US and Israeli threats of a military strike have done nothing to stop Iran’s pursuit of a nuclear capability, Israeli Prime Minister Benjamin Netanyahu said yesterday in talks with US Defence Secretary Leon Panetta.

“You yourself said a few months ago that when all else fails, America will act. But these declarations have also not yet convinced the Iranians to stop their programme,” Mr Netanyahu told the Pentagon chief.

“This must change, and it must change quickly because time to resolve this issue peacefully is running out.”

Mr Panetta issued his own warning to Iran over its efforts to develop what Israel and much of the West believe is a bid for military nuclear capability.

“They have a choice to make,” he told reporters on a visit to an Iron Dome missile defence battery in the southern port town of Ashkelon with Israeli Defence Minister Ehud Barak.

“They can either negotiate in a way that tries to resolve these issues and has them abiding by international rules and requirements and giving up their effort to develop their nuclear capability.

“But if they don’t, and if they continue to make the decision to proceed with a nuclear weapon... we have options that we are prepared to implement to ensure that does not happen.”

Israel, the sole – if undeclared – nuclear power in the Middle East, has repeatedly warned that a nuclear Iran would pose an existential threat to it, and both Israeli and US officials have repeatedly warned that all options – including a military strike – were on the table for preventing such a scenario. “You recently said that sanctions on Iran are having a big impact on the Iranian economy, and that is correct,” MrNetanyahu told Mr Panetta. “But unfortunately it is also true that neither sanctions nor diplomacy have yet had any impact on Iran’s nuclear weapons programme.
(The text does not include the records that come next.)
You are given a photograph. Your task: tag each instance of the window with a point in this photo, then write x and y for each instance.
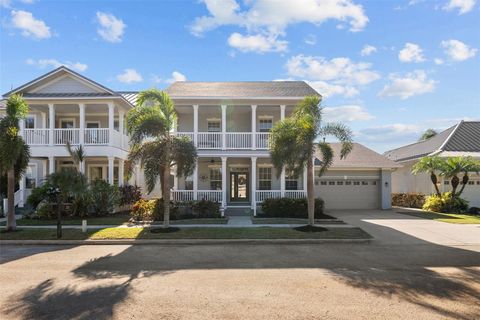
(214, 125)
(291, 181)
(265, 178)
(215, 179)
(265, 125)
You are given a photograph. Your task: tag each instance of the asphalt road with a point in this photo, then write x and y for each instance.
(327, 281)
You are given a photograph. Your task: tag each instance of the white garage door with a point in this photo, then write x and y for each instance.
(349, 194)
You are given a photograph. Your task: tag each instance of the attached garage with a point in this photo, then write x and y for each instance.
(360, 181)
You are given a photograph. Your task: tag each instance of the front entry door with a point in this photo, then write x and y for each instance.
(239, 186)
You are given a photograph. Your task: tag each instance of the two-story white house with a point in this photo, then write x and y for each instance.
(229, 123)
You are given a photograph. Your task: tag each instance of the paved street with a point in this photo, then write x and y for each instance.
(387, 279)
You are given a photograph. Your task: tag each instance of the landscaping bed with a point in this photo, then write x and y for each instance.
(186, 233)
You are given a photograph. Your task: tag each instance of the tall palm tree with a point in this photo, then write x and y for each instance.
(293, 144)
(14, 152)
(152, 144)
(432, 165)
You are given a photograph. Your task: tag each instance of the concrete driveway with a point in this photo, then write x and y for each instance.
(390, 227)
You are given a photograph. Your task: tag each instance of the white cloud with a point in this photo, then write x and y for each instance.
(176, 76)
(463, 6)
(457, 50)
(111, 28)
(130, 76)
(31, 27)
(411, 53)
(53, 63)
(256, 43)
(414, 83)
(346, 113)
(368, 50)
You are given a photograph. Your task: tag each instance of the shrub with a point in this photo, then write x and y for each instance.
(290, 208)
(409, 200)
(104, 197)
(445, 203)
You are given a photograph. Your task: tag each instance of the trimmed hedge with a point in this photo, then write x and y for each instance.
(290, 208)
(409, 200)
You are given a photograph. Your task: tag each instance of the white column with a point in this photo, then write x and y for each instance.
(51, 120)
(51, 165)
(224, 182)
(81, 108)
(121, 171)
(254, 127)
(195, 182)
(110, 169)
(254, 185)
(111, 110)
(224, 127)
(195, 124)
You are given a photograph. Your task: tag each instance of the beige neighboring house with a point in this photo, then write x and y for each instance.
(229, 123)
(463, 139)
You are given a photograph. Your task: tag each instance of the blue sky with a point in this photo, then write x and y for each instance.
(388, 69)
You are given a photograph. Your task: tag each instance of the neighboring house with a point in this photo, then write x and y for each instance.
(229, 122)
(462, 139)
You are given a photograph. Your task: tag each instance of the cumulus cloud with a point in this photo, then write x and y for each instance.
(130, 76)
(347, 113)
(411, 53)
(30, 26)
(368, 50)
(110, 28)
(257, 43)
(463, 6)
(53, 63)
(457, 50)
(412, 84)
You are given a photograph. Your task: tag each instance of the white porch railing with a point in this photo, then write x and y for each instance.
(36, 136)
(212, 195)
(96, 136)
(62, 136)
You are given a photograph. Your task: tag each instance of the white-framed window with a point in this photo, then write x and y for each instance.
(264, 178)
(264, 125)
(214, 125)
(215, 179)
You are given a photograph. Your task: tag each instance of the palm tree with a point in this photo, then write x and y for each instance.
(430, 164)
(293, 144)
(14, 152)
(153, 145)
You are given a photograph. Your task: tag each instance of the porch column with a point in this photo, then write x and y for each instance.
(121, 171)
(254, 185)
(51, 120)
(195, 182)
(195, 124)
(110, 169)
(111, 110)
(254, 127)
(224, 182)
(224, 127)
(51, 165)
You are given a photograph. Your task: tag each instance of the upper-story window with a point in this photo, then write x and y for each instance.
(214, 125)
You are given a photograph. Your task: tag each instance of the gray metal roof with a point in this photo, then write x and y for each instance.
(359, 157)
(253, 89)
(463, 137)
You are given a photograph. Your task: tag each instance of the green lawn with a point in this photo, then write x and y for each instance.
(444, 217)
(188, 233)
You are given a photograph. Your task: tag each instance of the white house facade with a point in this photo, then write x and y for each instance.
(229, 123)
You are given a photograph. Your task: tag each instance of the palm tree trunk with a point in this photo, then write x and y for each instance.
(166, 197)
(310, 194)
(11, 223)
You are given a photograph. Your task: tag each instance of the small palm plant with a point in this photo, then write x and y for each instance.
(153, 145)
(293, 144)
(14, 152)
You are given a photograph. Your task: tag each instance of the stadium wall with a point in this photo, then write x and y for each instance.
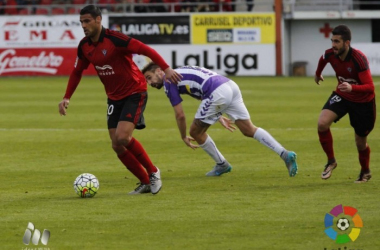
(230, 43)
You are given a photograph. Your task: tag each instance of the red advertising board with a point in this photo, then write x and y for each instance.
(39, 61)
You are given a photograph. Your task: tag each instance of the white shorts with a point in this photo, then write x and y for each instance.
(225, 99)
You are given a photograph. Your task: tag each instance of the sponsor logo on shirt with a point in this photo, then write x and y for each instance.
(334, 99)
(105, 70)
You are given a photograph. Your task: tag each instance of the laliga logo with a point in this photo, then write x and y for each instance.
(36, 235)
(346, 220)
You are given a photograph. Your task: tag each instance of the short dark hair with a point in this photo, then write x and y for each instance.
(93, 10)
(150, 67)
(343, 31)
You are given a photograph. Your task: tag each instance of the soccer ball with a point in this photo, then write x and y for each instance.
(343, 224)
(86, 185)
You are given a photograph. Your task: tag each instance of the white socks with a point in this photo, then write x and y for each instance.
(265, 138)
(210, 148)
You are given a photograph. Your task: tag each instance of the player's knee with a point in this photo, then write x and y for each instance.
(118, 149)
(247, 133)
(323, 126)
(122, 139)
(194, 134)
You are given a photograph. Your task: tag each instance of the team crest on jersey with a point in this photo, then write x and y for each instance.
(334, 99)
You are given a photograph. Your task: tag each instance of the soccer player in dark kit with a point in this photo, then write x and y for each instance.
(354, 95)
(111, 54)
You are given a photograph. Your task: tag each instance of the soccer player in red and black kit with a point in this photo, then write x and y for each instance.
(111, 54)
(355, 95)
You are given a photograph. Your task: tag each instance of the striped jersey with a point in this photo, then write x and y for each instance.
(353, 70)
(198, 82)
(112, 58)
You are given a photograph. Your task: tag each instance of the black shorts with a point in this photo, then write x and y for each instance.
(362, 115)
(129, 109)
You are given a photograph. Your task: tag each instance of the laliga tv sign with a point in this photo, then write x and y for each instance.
(232, 59)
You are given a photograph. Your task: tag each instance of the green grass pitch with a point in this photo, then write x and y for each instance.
(256, 206)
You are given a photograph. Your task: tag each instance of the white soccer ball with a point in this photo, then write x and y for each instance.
(86, 185)
(343, 224)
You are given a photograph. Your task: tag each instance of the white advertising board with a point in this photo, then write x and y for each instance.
(61, 31)
(372, 51)
(241, 60)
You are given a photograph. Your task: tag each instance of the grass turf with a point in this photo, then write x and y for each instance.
(256, 206)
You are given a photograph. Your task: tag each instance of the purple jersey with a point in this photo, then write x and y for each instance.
(197, 82)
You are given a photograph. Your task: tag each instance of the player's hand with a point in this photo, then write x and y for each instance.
(227, 123)
(187, 140)
(172, 76)
(318, 78)
(345, 87)
(62, 106)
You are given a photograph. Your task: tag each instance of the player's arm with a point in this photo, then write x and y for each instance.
(74, 79)
(140, 48)
(181, 123)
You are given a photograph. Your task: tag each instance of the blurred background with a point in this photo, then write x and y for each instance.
(232, 37)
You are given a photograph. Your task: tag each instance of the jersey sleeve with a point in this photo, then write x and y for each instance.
(172, 93)
(361, 64)
(323, 60)
(367, 82)
(142, 49)
(81, 64)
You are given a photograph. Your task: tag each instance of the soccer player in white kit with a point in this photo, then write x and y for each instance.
(218, 94)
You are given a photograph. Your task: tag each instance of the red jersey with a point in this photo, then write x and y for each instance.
(112, 59)
(353, 70)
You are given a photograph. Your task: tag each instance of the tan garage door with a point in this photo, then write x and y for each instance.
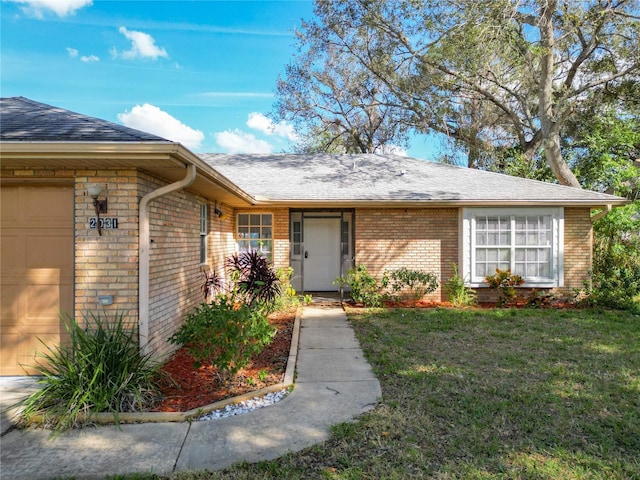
(36, 271)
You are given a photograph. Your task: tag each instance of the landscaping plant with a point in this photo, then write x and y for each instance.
(101, 370)
(224, 334)
(364, 288)
(254, 278)
(414, 284)
(505, 283)
(459, 294)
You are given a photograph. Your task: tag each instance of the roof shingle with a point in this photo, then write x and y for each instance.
(388, 178)
(25, 120)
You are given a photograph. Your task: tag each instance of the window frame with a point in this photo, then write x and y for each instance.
(239, 240)
(469, 247)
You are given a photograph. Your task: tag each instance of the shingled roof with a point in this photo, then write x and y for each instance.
(25, 120)
(388, 178)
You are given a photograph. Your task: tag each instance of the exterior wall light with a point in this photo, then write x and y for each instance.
(217, 211)
(100, 206)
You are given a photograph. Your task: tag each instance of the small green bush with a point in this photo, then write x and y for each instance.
(224, 334)
(102, 370)
(413, 284)
(505, 283)
(288, 297)
(364, 288)
(459, 294)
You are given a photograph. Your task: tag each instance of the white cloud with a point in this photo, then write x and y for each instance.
(260, 122)
(150, 118)
(143, 45)
(237, 141)
(392, 150)
(62, 8)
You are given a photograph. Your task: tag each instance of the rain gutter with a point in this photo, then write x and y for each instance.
(144, 251)
(601, 214)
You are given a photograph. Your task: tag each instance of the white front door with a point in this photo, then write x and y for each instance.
(321, 254)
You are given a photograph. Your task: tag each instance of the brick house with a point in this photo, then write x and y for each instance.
(98, 216)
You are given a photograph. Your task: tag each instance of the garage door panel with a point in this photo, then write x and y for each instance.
(38, 251)
(9, 206)
(9, 343)
(9, 298)
(37, 272)
(12, 248)
(48, 210)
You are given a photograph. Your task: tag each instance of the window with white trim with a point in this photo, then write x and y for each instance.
(204, 231)
(255, 232)
(527, 241)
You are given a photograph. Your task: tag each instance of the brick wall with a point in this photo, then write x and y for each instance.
(418, 239)
(107, 264)
(280, 237)
(175, 276)
(578, 247)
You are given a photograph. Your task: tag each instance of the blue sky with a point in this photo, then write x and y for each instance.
(199, 72)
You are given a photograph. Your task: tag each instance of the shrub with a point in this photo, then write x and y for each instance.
(364, 288)
(459, 294)
(224, 334)
(255, 280)
(416, 283)
(504, 282)
(101, 370)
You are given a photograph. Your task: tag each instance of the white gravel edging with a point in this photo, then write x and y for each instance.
(246, 406)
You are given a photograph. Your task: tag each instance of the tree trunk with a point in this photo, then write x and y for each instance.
(548, 123)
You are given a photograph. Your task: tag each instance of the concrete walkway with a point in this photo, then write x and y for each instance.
(334, 384)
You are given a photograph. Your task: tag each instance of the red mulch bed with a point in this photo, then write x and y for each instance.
(191, 388)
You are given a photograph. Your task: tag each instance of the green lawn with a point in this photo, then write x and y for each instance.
(485, 394)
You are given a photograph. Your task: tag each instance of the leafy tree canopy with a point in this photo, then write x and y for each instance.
(504, 79)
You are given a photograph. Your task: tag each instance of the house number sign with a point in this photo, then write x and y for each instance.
(109, 222)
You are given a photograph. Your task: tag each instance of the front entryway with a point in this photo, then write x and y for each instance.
(321, 248)
(321, 262)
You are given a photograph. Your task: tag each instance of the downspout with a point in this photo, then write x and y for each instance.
(601, 214)
(144, 252)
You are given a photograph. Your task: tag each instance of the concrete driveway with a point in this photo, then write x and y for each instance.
(12, 390)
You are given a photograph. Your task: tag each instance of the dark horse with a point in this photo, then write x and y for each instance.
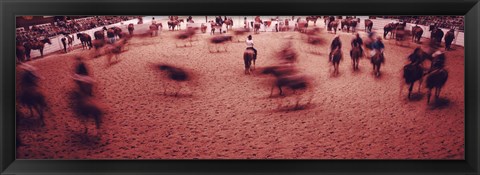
(20, 52)
(368, 25)
(448, 39)
(417, 33)
(436, 79)
(35, 45)
(85, 39)
(436, 36)
(413, 72)
(248, 57)
(130, 29)
(30, 96)
(335, 59)
(389, 28)
(355, 54)
(376, 61)
(333, 25)
(85, 108)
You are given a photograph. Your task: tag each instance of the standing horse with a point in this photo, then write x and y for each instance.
(436, 79)
(389, 28)
(335, 59)
(220, 40)
(353, 24)
(256, 27)
(248, 56)
(312, 18)
(30, 96)
(333, 25)
(417, 33)
(36, 45)
(70, 40)
(355, 53)
(85, 39)
(448, 39)
(228, 22)
(376, 61)
(153, 30)
(368, 25)
(20, 52)
(344, 25)
(411, 73)
(130, 29)
(85, 108)
(436, 36)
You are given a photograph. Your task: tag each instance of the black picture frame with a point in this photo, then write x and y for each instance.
(10, 8)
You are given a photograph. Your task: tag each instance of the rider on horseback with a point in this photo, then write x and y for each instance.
(357, 42)
(336, 44)
(438, 61)
(377, 46)
(249, 43)
(416, 56)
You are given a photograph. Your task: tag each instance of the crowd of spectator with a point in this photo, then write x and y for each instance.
(59, 27)
(447, 22)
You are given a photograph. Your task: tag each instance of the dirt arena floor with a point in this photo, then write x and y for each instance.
(225, 114)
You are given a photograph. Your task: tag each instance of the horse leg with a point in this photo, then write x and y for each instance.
(428, 95)
(40, 113)
(410, 90)
(420, 84)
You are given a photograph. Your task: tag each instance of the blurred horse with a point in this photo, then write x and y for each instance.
(417, 33)
(85, 39)
(216, 40)
(36, 45)
(411, 73)
(355, 54)
(376, 61)
(436, 79)
(248, 57)
(368, 25)
(29, 93)
(335, 59)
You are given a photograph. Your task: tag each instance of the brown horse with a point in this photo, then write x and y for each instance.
(174, 23)
(20, 52)
(248, 57)
(335, 59)
(85, 108)
(368, 25)
(130, 29)
(334, 25)
(390, 27)
(411, 73)
(417, 33)
(376, 61)
(449, 38)
(312, 18)
(99, 35)
(153, 30)
(29, 94)
(36, 45)
(216, 40)
(256, 27)
(228, 22)
(436, 79)
(355, 54)
(85, 39)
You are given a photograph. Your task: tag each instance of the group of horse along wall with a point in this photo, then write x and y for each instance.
(378, 25)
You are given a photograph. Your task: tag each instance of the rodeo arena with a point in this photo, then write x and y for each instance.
(240, 87)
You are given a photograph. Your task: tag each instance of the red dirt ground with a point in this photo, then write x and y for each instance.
(228, 115)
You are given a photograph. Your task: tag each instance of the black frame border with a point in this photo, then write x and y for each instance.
(10, 8)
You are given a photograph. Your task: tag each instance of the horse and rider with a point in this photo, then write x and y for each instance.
(249, 55)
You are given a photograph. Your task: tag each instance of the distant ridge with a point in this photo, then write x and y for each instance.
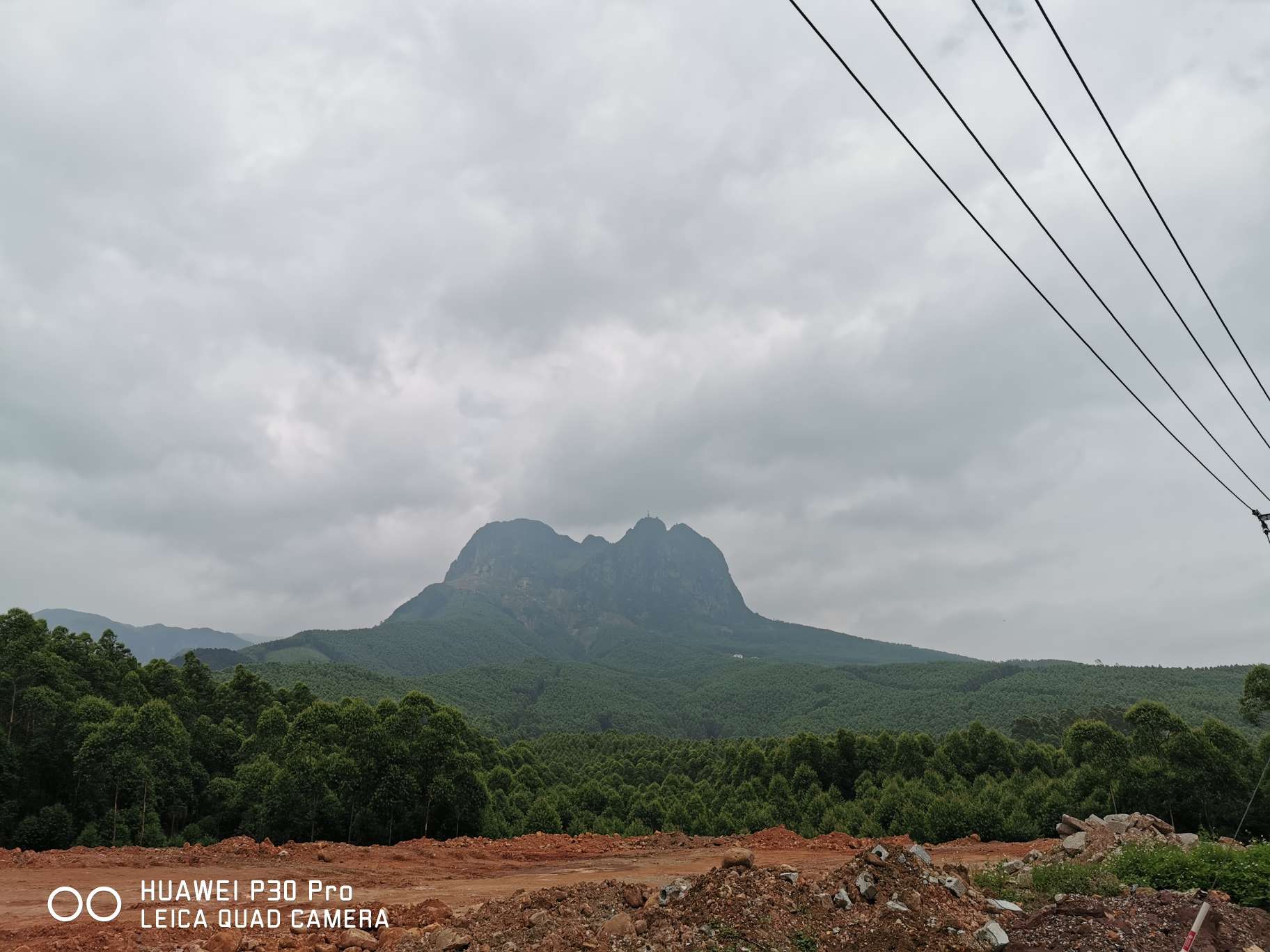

And until now, Iran had not taken US or Israeli threats of a military strike on its uranium enrichment facilities seriously, he said.

Mr Panetta reiterated US pleas for time to let diplomacy and sanctions work before considering a strike.

“We have to exhaust every option, every effort before we resort to military action,” he said in Ashkelon.

“It is my responsibility as secretary of defence to provide the president with a full range of options, including military options should diplomacy fail,” he added.

Asked how the Obama administration would react in the event of a unilateral Israeli strike, Mr Panetta said that the question of what was in Israel’s national security interest “is something that must be left up to the Israelis.”

Mr Barak said it was extremely unlikely that sanctions and diplomacy would convince Iran to abandon its nuclear ambitions, which Tehran insists are peaceful.

“The probability of this happening is extremely low,” he said, noting Iran was continuing with daily enrichment of “uranium needed for their weapon.”

Reacting yesterday, the White House insisted sanctions against Iran were having a “significant” impact.

President Barack Obama’s spokesman Jay Carney said Iran had “yet to make the choice it needs to, which is to abandon its nuclear weapons ambitions.”